I’m biased but I am really proud of the work that FORM collective pulled off in the Eagle Market this year, an independent fringe for FORMAT funded by Arts Council England. I’m biased because FORM was founded during the Lightbox course, I managed for Redeye last year, but the group of photographers mentored by Nicola Shipley have grown from strength to strength since then. They’re a great bunch of very talented photographers who this time opened it up to working with other new artists. I also think the work by the East Meets West photographers in the Eagle Market and QUAD was really strong.


Which all-female initiatives/talks are you drawn to in this industry and others?



Photographer Beth Knowles at the NPS 2018 by Drew Forsyth

Landform is a new initiative founded by the photographer Cath Stanley. In its current form it’s an Instagram account that shares the work of female landscape photographers but she also organises photo walks in the countryside. It’s a safe space for female photographers to be able to ask questions and get help with technical and conceptual elements of their work from a peer group of other photographers.

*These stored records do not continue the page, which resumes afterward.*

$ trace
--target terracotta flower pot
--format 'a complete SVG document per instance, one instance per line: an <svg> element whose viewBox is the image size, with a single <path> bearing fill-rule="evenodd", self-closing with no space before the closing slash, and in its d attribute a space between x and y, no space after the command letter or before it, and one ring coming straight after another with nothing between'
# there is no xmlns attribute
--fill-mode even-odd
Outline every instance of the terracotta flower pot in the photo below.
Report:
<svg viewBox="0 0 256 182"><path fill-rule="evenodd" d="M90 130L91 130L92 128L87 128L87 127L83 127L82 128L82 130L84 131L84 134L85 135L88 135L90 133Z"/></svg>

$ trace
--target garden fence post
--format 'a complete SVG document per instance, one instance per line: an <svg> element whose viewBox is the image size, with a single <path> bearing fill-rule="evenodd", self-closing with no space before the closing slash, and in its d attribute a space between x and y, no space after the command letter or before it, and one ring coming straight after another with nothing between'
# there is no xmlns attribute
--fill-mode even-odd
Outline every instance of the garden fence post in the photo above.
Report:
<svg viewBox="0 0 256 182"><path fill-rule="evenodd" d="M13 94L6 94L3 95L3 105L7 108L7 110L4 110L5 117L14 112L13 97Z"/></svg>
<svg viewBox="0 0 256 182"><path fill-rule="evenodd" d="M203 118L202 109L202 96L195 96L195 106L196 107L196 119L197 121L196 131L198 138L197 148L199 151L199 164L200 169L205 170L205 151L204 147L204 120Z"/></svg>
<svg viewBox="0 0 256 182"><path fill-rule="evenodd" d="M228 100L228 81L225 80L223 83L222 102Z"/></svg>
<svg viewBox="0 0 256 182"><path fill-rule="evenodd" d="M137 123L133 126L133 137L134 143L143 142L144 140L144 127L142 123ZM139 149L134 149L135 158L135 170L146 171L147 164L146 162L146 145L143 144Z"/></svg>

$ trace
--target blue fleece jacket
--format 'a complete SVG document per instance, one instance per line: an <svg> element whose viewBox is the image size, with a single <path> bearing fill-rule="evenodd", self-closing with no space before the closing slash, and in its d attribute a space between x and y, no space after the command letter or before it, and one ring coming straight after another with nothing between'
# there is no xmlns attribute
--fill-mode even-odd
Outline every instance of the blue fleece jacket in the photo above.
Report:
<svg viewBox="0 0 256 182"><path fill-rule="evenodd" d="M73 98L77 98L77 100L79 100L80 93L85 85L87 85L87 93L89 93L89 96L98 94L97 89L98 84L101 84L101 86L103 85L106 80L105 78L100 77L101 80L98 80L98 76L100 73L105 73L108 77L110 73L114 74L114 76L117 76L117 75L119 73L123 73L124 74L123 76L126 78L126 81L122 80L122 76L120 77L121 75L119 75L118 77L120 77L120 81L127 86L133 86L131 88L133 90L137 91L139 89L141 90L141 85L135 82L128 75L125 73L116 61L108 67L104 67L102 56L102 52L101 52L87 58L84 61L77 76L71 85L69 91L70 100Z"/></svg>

I also really admire the epic and ambitious scale of 209 Women which was exhibiting at Open Eye Gallery in Liverpool recently. It must have been an administrative headache managing that many photographers and MPs in this current political climate. They had work on show from photographers at all levels which I think is important to avoid the same names all the time.


But gender imbalance isn’t just an issue for photography and I really want to mention a handful of other organisations that tackle this subject in the wider cultural sector too:


Idle Women are simply awesome – they create new and innovative projects that are focus on social justice. They’ve recently won an award for their Mud to Medicine project.


Pregnant Then Screwed (founded and run by Joeli Brearly) works ‘to end the motherhood penalty’ by offering free legal advice, a mentoring scheme and they also lobby the British government for legislative change.